Tak więc pierwszy… i ostatni silnik V8 Volvo stosowany w lekkich pojazdach, B8444S, został w większości opracowany przez japońską firmę. Używany przez Volvo XC90 i S80, miał 4,4 l, 315 KM i 440 Nm, ale jego potencjał byłby wykorzystany przez supersporty, takie jak nieznany i brytyjski Noble M600. Dodając dwie turbosprężarki Garret udało się osiągnąć 650 KM!

Volvo B8444S

Pierwsze i ostatnie V8 Volvo opierało się na know-how Yamahy.

Ta jednostka V8 miała kilka osobliwości, takich jak kąt między dwoma rzędami cylindrów wynoszący tylko 60º (zamiast zwykłych 90º). Aby dowiedzieć się, dlaczego tak się dzieje, zalecamy przeczytanie lub ponowne przeczytanie artykułu poświęconego temu wyjątkowemu silnikowi:

tramwaj ku przyszłości

Można by się tylko spodziewać, że wraz z transformacją w kierunku elektryfikacji przemysłu samochodowego Yamaha nie zbadała również rozwoju silników elektrycznych.
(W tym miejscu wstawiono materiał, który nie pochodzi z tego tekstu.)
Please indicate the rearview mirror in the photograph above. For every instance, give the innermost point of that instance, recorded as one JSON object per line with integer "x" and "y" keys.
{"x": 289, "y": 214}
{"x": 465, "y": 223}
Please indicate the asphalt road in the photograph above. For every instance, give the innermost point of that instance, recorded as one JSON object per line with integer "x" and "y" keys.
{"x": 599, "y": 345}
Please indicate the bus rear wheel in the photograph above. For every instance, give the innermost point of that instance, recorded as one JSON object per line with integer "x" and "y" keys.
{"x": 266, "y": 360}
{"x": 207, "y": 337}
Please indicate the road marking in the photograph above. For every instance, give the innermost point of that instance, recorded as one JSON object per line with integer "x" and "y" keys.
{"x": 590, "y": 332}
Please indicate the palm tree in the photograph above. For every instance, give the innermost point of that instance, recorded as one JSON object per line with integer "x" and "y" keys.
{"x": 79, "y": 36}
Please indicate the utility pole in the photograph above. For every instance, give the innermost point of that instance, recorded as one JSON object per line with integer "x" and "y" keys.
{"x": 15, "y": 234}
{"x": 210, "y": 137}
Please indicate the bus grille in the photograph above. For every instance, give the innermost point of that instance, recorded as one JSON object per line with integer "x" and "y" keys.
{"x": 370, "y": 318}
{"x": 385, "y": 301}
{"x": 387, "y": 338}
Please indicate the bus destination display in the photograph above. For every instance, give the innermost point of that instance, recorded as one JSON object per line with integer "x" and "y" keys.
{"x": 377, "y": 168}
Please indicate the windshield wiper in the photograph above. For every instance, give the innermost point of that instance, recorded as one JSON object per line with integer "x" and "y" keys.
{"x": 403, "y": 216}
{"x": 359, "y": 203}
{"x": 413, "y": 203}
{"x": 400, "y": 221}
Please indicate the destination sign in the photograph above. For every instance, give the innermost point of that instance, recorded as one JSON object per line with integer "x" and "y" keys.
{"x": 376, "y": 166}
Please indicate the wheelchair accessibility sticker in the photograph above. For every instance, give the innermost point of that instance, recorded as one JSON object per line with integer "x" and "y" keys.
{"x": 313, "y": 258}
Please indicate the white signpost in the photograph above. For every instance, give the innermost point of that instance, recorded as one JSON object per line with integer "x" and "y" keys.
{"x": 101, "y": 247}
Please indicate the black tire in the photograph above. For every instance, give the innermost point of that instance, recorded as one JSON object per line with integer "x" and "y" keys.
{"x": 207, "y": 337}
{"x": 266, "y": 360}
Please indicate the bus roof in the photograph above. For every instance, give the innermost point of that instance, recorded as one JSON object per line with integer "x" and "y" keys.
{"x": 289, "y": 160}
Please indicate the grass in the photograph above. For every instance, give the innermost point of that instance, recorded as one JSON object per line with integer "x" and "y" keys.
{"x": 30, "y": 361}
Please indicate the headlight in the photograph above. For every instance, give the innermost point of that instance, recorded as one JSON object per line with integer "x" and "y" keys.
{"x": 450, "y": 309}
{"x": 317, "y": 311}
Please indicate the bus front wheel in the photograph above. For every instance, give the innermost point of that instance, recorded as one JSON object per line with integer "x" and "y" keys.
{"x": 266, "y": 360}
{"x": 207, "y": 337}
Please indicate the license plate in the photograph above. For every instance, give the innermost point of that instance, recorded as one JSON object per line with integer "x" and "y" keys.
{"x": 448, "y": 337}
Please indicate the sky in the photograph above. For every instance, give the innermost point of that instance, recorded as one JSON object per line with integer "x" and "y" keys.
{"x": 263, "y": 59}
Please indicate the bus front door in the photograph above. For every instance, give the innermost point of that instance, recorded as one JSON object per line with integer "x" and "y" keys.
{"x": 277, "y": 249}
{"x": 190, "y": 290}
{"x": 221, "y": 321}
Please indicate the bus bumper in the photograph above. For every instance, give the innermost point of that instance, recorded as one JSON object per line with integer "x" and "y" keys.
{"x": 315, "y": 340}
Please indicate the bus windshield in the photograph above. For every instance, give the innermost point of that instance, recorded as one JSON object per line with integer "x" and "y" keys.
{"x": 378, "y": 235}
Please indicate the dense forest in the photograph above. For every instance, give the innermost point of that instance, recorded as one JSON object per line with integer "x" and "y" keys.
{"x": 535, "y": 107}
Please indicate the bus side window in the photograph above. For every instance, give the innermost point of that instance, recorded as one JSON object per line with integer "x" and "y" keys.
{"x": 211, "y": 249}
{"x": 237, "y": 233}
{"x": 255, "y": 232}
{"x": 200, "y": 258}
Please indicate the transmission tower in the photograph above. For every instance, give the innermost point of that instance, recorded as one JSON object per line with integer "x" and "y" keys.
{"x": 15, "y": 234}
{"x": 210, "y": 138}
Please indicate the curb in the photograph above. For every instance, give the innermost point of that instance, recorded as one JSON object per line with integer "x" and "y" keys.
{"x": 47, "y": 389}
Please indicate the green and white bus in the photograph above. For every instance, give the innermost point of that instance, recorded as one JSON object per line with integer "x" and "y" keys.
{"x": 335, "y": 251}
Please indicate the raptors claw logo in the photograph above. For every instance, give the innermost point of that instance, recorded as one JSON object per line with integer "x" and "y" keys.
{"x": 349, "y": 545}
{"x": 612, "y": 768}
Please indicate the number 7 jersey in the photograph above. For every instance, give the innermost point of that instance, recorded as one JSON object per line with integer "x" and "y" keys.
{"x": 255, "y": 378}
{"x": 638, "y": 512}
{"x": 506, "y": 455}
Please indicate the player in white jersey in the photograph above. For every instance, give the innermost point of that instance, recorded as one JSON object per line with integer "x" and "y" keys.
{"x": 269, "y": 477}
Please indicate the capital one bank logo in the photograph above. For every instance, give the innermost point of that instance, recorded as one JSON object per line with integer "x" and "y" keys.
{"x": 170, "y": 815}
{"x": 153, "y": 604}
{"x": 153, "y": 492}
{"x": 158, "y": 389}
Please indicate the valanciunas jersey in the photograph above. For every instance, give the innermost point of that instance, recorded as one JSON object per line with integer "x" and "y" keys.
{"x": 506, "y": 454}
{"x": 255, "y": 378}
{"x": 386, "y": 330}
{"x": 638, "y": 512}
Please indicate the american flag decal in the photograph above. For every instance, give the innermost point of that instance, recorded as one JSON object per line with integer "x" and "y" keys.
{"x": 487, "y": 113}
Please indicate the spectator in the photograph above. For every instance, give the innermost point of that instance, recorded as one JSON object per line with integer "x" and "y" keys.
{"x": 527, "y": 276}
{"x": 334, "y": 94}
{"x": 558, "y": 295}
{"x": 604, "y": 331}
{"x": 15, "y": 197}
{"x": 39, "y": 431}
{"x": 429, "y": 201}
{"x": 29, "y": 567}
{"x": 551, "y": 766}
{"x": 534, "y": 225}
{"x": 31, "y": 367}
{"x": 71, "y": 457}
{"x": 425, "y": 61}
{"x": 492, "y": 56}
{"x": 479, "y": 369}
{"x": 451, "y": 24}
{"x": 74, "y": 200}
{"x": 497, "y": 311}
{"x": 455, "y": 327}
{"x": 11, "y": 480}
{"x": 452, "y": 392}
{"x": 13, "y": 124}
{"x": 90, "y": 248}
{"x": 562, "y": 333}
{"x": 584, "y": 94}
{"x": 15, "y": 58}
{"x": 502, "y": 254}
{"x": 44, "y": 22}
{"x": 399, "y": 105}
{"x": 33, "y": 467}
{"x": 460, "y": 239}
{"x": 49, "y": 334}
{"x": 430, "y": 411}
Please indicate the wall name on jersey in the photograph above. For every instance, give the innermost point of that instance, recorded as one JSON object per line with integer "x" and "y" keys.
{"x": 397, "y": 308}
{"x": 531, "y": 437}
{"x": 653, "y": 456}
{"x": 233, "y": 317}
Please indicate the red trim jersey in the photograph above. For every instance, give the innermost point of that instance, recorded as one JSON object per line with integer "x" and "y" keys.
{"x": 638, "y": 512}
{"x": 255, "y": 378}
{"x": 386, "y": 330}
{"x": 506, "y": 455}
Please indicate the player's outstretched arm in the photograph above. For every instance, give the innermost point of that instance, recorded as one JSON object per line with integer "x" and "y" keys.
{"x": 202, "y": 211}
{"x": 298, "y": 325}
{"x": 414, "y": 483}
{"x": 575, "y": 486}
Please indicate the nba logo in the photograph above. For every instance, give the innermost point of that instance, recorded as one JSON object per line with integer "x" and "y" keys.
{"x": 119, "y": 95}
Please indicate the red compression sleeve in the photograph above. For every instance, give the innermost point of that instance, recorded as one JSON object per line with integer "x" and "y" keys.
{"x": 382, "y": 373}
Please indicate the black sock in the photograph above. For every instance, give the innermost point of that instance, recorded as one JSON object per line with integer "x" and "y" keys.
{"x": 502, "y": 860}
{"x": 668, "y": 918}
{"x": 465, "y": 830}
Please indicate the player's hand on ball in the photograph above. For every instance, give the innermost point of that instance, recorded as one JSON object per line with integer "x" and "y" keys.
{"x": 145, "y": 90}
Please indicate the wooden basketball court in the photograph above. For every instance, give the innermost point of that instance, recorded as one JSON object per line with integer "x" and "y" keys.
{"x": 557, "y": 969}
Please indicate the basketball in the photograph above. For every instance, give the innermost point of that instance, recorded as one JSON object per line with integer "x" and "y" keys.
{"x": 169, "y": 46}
Chociaż silnik elektryczny opracowany przez Yamahę nie został jeszcze oficjalnie zastosowany w samochodzie produkcyjnym, nie można go było pominąć na tej liście.

Silnik elektryczny Yamaha

Yamaha twierdzi, że jest jednym z najbardziej kompaktowych i najlżejszych silników elektrycznych, a na razie mogliśmy go zobaczyć tylko w Alfie Romeo 4C, której Yamaha używała jako „muła testowego”. Niedawno zaprezentowała drugi silnik elektryczny, odpowiedni do pojazdów o wysokich osiągach, zdolny do uzyskania mocy do 350 kW (476 KM).

Zaktualizowano 08.08.2021: Poprawiono i zaktualizowano informacje o nowych silnikach elektrycznych.